It can be overwhelming to prepare a capstone-like summation of coursework in discussion form at the end of a class. As noted in the course shell, we have been building a plan of action for our personalized “spiritual practice” since the first session. I love the question, “What is your plan for a preferred spiritual future?” Last winter I told my pastor, “I want to grow spiritually in the next six months more than I have grown so far in my Christian life.” This class started at a time close to the end of that six-month period. I believe this is no coincidence.
I related well to the experience of James Bryan Smith described in “The Jogging Monk and the Exegesis of the Heart.” For most of my life, I thought I needed to “understand” something before I could do what it suggested. I was told this was merely a well-camouflaged form of procrastination.

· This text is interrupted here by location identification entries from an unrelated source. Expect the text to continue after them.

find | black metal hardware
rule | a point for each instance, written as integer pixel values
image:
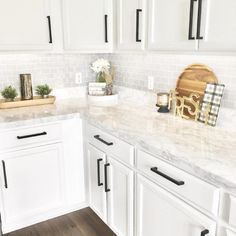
(106, 30)
(105, 176)
(190, 32)
(205, 232)
(50, 29)
(31, 135)
(138, 11)
(98, 171)
(177, 182)
(199, 20)
(102, 140)
(4, 174)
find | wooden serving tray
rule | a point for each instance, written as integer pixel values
(36, 101)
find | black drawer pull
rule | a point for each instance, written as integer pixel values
(31, 135)
(106, 28)
(177, 182)
(50, 29)
(103, 141)
(105, 174)
(98, 172)
(138, 11)
(4, 174)
(199, 20)
(190, 33)
(205, 232)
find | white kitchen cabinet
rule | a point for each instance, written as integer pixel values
(169, 25)
(88, 25)
(130, 24)
(120, 198)
(25, 25)
(97, 194)
(32, 183)
(160, 213)
(218, 25)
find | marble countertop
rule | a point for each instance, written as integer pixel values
(206, 152)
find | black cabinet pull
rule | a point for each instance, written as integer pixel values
(190, 32)
(177, 182)
(98, 172)
(105, 174)
(31, 135)
(138, 11)
(205, 232)
(199, 20)
(102, 140)
(4, 174)
(50, 29)
(106, 28)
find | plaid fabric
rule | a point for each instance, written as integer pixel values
(212, 99)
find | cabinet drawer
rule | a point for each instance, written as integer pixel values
(111, 145)
(30, 135)
(189, 187)
(232, 213)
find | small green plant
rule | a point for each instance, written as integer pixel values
(9, 93)
(43, 90)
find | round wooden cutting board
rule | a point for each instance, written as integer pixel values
(194, 80)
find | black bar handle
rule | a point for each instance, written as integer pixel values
(50, 29)
(190, 32)
(106, 28)
(199, 20)
(102, 140)
(105, 174)
(4, 173)
(205, 232)
(138, 11)
(177, 182)
(98, 172)
(31, 135)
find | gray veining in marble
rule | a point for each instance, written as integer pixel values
(206, 152)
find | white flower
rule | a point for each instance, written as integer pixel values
(100, 65)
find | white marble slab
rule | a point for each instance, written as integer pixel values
(206, 152)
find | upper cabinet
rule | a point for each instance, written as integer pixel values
(130, 24)
(218, 25)
(88, 25)
(25, 25)
(170, 25)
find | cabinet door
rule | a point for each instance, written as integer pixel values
(169, 25)
(33, 184)
(218, 26)
(130, 24)
(87, 24)
(160, 213)
(120, 198)
(97, 194)
(24, 25)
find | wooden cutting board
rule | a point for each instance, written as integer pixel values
(194, 80)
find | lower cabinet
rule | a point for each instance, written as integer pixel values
(160, 213)
(111, 191)
(33, 184)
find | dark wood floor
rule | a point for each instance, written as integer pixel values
(80, 223)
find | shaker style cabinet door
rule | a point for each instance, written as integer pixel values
(171, 26)
(160, 213)
(97, 194)
(87, 25)
(130, 24)
(218, 25)
(25, 25)
(120, 198)
(32, 185)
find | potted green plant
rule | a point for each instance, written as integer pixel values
(9, 93)
(43, 90)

Thankfully, this week’s exercise proves otherwise. Our approach to the Word of God must fit the task at hand: epistemology, hermeneutics, exegesis, exposition, word studies. But we cannot take an “investigative” approach when reading Scripture for devotion, instruction, or edification. As the monk in the article told Smith, “You cannot make yourself sleep, but you can create the conditions that allow sleep to happen. All I want you to do is create the conditions: Open your Bible, read it slowly, listen to it, and reflect on it.” For me, learning this approach is the capstone for my experience in this class. It is exactly what I needed to learn at just the right time.

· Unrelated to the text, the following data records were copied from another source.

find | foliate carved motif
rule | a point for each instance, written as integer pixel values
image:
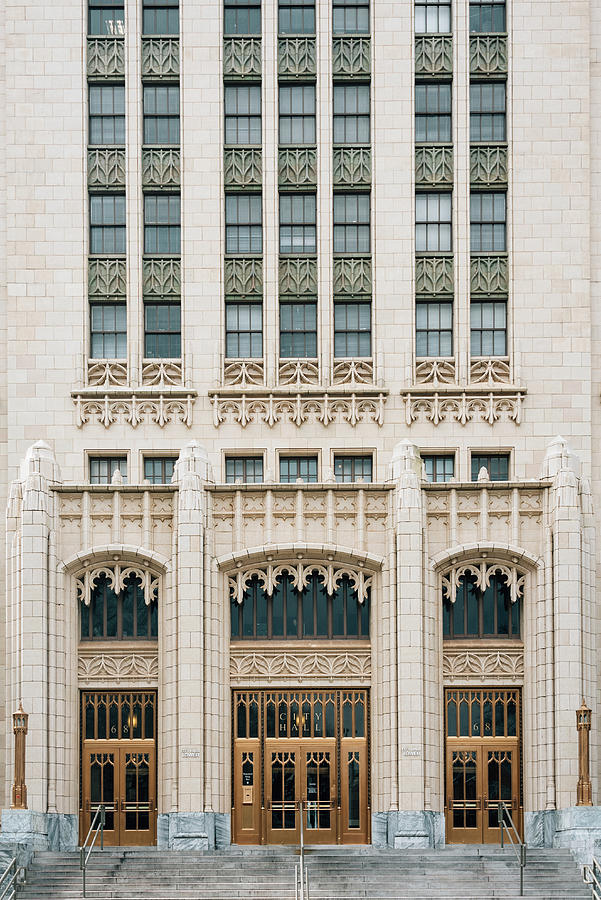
(488, 55)
(242, 57)
(296, 56)
(243, 276)
(352, 275)
(160, 57)
(242, 167)
(106, 57)
(106, 168)
(351, 56)
(482, 573)
(107, 278)
(434, 55)
(161, 168)
(488, 165)
(434, 165)
(352, 166)
(297, 167)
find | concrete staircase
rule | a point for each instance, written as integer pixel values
(267, 873)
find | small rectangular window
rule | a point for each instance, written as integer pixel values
(293, 468)
(350, 16)
(243, 223)
(107, 115)
(108, 331)
(102, 468)
(161, 114)
(297, 223)
(352, 329)
(497, 465)
(298, 330)
(439, 467)
(243, 330)
(245, 469)
(296, 16)
(487, 222)
(160, 17)
(162, 331)
(353, 468)
(433, 222)
(432, 16)
(351, 223)
(434, 329)
(488, 326)
(297, 114)
(433, 113)
(107, 223)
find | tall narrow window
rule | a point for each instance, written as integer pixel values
(243, 223)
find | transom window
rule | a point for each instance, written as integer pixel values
(477, 613)
(294, 614)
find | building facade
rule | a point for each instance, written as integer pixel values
(299, 297)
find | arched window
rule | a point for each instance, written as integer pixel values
(293, 614)
(482, 613)
(122, 616)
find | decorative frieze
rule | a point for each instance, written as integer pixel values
(106, 58)
(160, 57)
(297, 167)
(296, 57)
(434, 55)
(161, 168)
(242, 167)
(352, 166)
(351, 56)
(106, 168)
(242, 57)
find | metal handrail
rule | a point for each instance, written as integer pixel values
(517, 845)
(83, 856)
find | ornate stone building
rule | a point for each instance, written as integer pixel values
(299, 296)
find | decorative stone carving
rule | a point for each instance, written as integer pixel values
(351, 56)
(161, 372)
(488, 55)
(298, 409)
(242, 167)
(160, 57)
(488, 165)
(434, 165)
(434, 275)
(463, 407)
(106, 168)
(434, 55)
(107, 372)
(298, 276)
(298, 371)
(297, 167)
(353, 371)
(161, 277)
(490, 371)
(242, 57)
(106, 57)
(352, 275)
(161, 168)
(489, 275)
(435, 371)
(107, 278)
(243, 276)
(352, 166)
(243, 372)
(296, 57)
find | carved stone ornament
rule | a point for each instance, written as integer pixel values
(116, 576)
(270, 575)
(482, 573)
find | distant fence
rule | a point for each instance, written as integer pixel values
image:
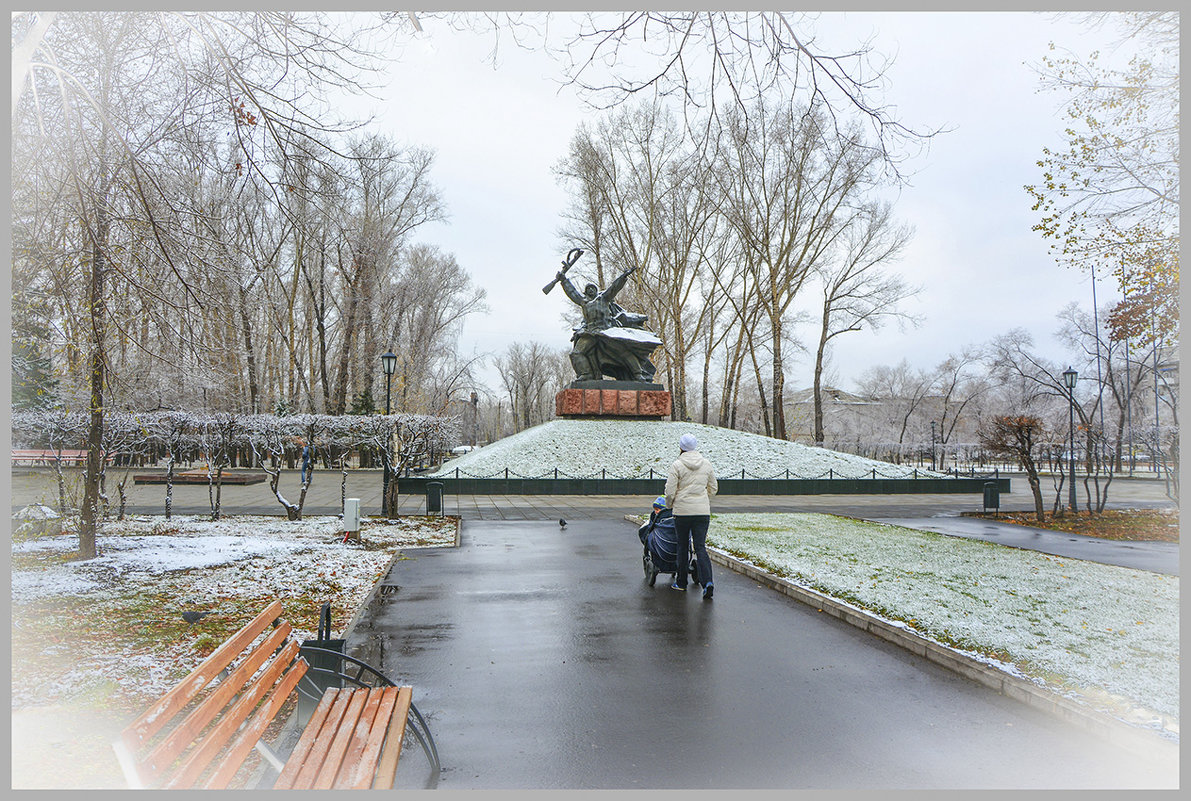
(507, 483)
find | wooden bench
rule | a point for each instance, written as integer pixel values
(191, 739)
(43, 456)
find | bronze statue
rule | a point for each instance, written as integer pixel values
(611, 340)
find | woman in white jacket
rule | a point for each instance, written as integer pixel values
(688, 489)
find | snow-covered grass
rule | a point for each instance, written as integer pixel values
(112, 626)
(1097, 631)
(630, 449)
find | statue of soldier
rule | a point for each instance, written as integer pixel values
(610, 340)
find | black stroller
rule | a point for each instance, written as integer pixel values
(660, 549)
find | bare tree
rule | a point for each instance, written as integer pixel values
(531, 375)
(1017, 437)
(787, 186)
(111, 94)
(856, 293)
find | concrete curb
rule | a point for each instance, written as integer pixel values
(368, 599)
(1138, 740)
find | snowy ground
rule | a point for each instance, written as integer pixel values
(630, 449)
(1102, 632)
(114, 621)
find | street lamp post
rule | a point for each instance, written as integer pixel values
(388, 364)
(1068, 377)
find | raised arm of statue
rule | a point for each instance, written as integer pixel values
(618, 285)
(569, 289)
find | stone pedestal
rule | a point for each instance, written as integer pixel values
(612, 402)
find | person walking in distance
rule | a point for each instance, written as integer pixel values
(688, 489)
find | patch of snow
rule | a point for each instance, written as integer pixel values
(36, 512)
(630, 449)
(1095, 625)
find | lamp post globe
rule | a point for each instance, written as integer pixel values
(1070, 376)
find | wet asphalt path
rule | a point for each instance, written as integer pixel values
(543, 661)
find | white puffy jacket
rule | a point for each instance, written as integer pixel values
(691, 483)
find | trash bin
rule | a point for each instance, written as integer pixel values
(316, 681)
(434, 498)
(991, 495)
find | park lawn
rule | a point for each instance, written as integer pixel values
(110, 632)
(1122, 525)
(1102, 633)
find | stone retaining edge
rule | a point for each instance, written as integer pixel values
(1138, 740)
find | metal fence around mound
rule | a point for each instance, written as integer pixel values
(653, 482)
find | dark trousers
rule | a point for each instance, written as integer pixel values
(693, 527)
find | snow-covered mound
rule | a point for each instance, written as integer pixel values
(630, 449)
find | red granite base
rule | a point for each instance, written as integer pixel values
(612, 404)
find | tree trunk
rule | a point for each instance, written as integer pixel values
(88, 515)
(1032, 475)
(349, 325)
(820, 437)
(779, 385)
(254, 389)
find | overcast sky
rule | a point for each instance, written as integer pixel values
(499, 131)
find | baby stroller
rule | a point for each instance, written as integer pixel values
(660, 549)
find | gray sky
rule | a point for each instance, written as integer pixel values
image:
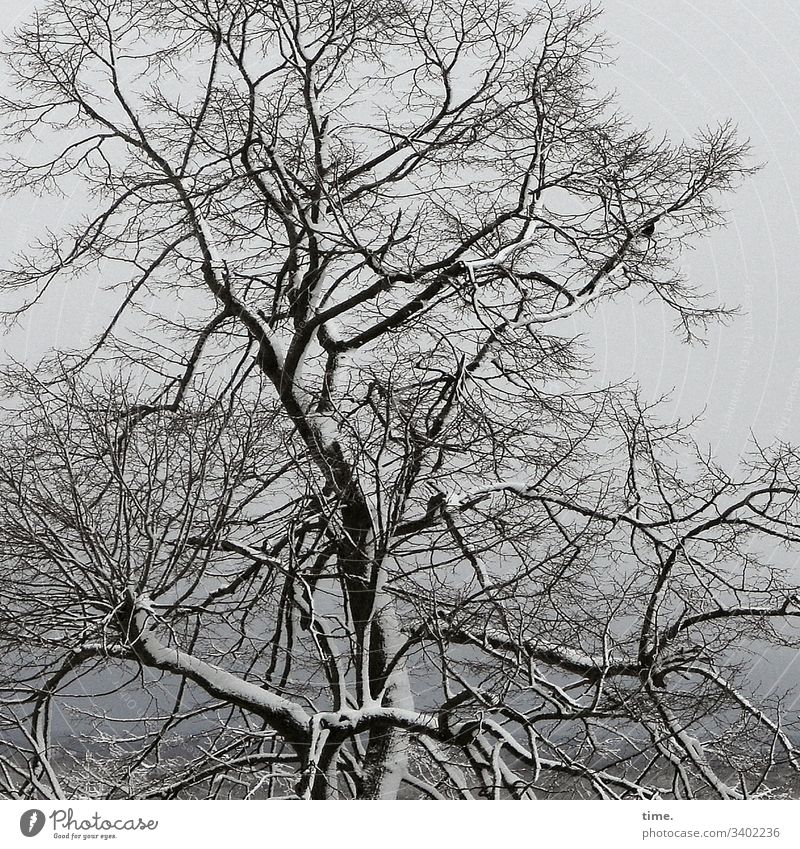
(681, 65)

I chose to read and meditate on a key verse for me: “[F]or God did not give us a spirit of timidity but a spirit of power and love and self-control” (2 Tim. 1:7, NRSV).
What did it teach you?
No matter the need or the situation, it is God who provides. No longer must I be a “coward,” as I was for most of my life. For it is not my power, but the power God has been instilled in me, that allows me to stand firm in boldness. I also learned that courage comes not only from having a “power source” but from soundness of mind—having understanding and judgment to weather the circumstance.
What did it say to you?
I have used this verse for inspiration and encouragement for several years. It became a great source of comfort during recovery from active addiction. I took much stock in its promise. God has blessing me with courage and soundness of mind I need to let go of my past and my finite solutions and turn to God for strength and wisdom. It also spoke to me from an apologetic perspective. As I prepare for ministry in evangelism and apologetics, the power and Spirit of God will embolden me to stand against the isms prevalent in today’s post-Christian culture and equip me to make a defense for the hope that is in me that Jesus Christ is the Messiah.

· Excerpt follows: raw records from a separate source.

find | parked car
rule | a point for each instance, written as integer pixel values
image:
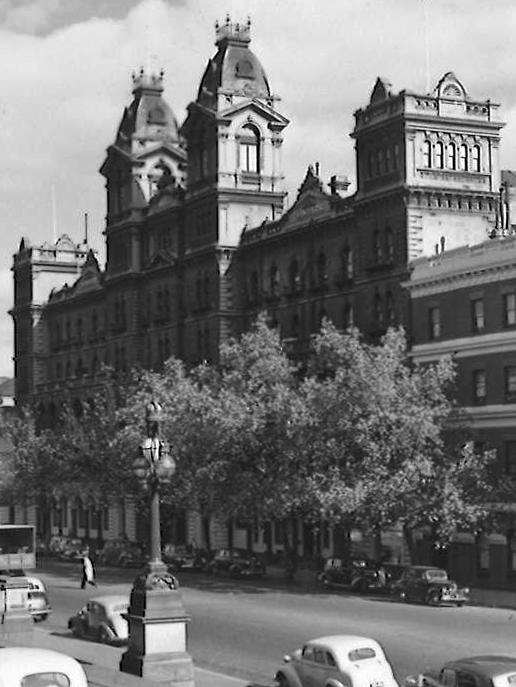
(429, 585)
(180, 558)
(56, 544)
(337, 660)
(355, 574)
(102, 619)
(132, 555)
(236, 563)
(32, 667)
(481, 671)
(39, 605)
(120, 552)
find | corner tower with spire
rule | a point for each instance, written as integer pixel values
(233, 134)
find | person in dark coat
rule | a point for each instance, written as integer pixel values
(88, 572)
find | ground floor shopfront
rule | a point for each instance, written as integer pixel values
(484, 560)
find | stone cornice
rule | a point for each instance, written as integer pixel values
(466, 347)
(463, 278)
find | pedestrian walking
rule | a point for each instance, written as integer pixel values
(88, 572)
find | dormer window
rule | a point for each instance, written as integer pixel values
(452, 156)
(156, 116)
(475, 159)
(244, 70)
(249, 150)
(427, 154)
(463, 157)
(439, 155)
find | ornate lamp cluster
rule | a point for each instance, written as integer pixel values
(154, 465)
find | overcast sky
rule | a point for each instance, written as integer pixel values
(66, 77)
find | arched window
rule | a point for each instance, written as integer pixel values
(274, 281)
(249, 149)
(396, 156)
(380, 161)
(295, 326)
(294, 277)
(206, 342)
(347, 316)
(378, 310)
(389, 307)
(206, 290)
(347, 263)
(463, 157)
(439, 155)
(198, 291)
(476, 159)
(389, 245)
(427, 154)
(253, 284)
(370, 164)
(452, 156)
(388, 159)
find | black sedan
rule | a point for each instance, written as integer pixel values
(430, 585)
(354, 574)
(236, 563)
(477, 671)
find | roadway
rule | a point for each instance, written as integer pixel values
(243, 628)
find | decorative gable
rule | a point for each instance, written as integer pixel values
(312, 203)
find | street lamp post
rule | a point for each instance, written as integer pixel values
(157, 620)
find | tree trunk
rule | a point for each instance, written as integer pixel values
(377, 544)
(290, 542)
(205, 520)
(411, 545)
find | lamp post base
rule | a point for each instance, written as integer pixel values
(157, 630)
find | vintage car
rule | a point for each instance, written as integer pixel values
(102, 619)
(73, 550)
(125, 554)
(477, 671)
(430, 585)
(31, 667)
(355, 574)
(337, 660)
(39, 605)
(236, 563)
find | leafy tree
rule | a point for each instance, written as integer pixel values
(31, 465)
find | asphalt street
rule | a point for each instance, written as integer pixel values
(243, 628)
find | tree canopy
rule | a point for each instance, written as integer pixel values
(360, 438)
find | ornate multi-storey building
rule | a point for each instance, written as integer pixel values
(198, 241)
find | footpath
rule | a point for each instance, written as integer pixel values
(492, 598)
(110, 676)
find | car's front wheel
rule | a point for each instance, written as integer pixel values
(433, 598)
(103, 636)
(282, 680)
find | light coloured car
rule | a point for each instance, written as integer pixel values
(102, 619)
(31, 667)
(337, 661)
(39, 605)
(477, 671)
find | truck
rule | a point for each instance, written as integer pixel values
(17, 547)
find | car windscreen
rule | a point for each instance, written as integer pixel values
(436, 575)
(119, 608)
(45, 680)
(361, 654)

Were you struck by anything?
I was able to see a thread running through Scripture, from Jonah and Joseph through David and Samson; from Matthew and Stephen through Paul and Peter—men who stood steadfast in faith and courage, not doubt and fear. I recognized God’s providence in every situation. I also saw that this verse speaks of the Spirit that God gave us. It is this “spirit” Paul was expressing to Timothy in the first epistle. The first seven verses of 2 Timothy 1 are addressed to a man of God, doing the work of an evangelist—a category that includes all who are called of God to serve, even in the twenty-first century. The same power, love, and soundness of mind available to Paul and Timothy is available to me today.
Did you experience God in your reading?
Yes. I had a strong sense of His presence and inner peace. I was aware that I will stand and serve God no matter what it might cost me. I sensed He knows I am willing to die for my Christian belief; that I would never renounce Him to avoid persecution, torture, or even death. I became emotional, realizing I have truly begun to see that I am crucified with Christ. I could see two “sides” of me, and felt strongly that I am “removed” from my sins as far as the east is from the west.
I am so happy this class reminded me of the five steps of lectio devina which I learned about in my class on hermeneutics. The process begins with reading a passage slowly and carefully, then opening a dialog with God about what I read. I have always enjoyed meditating on Scripture, but I have a better sense lately of the need for doing so as a daily routine. Contemplation involves focusing on a key thought or word from what I read and waiting on God to quicken it in my spirit. Resting in God’s presence is key to knowing His will. Then, I can “go and do likewise.” I feel honored and blessed to be called to ministry. For years, I thought I was lost to God, never to return. I felt “too damaged.” But God uses the broken.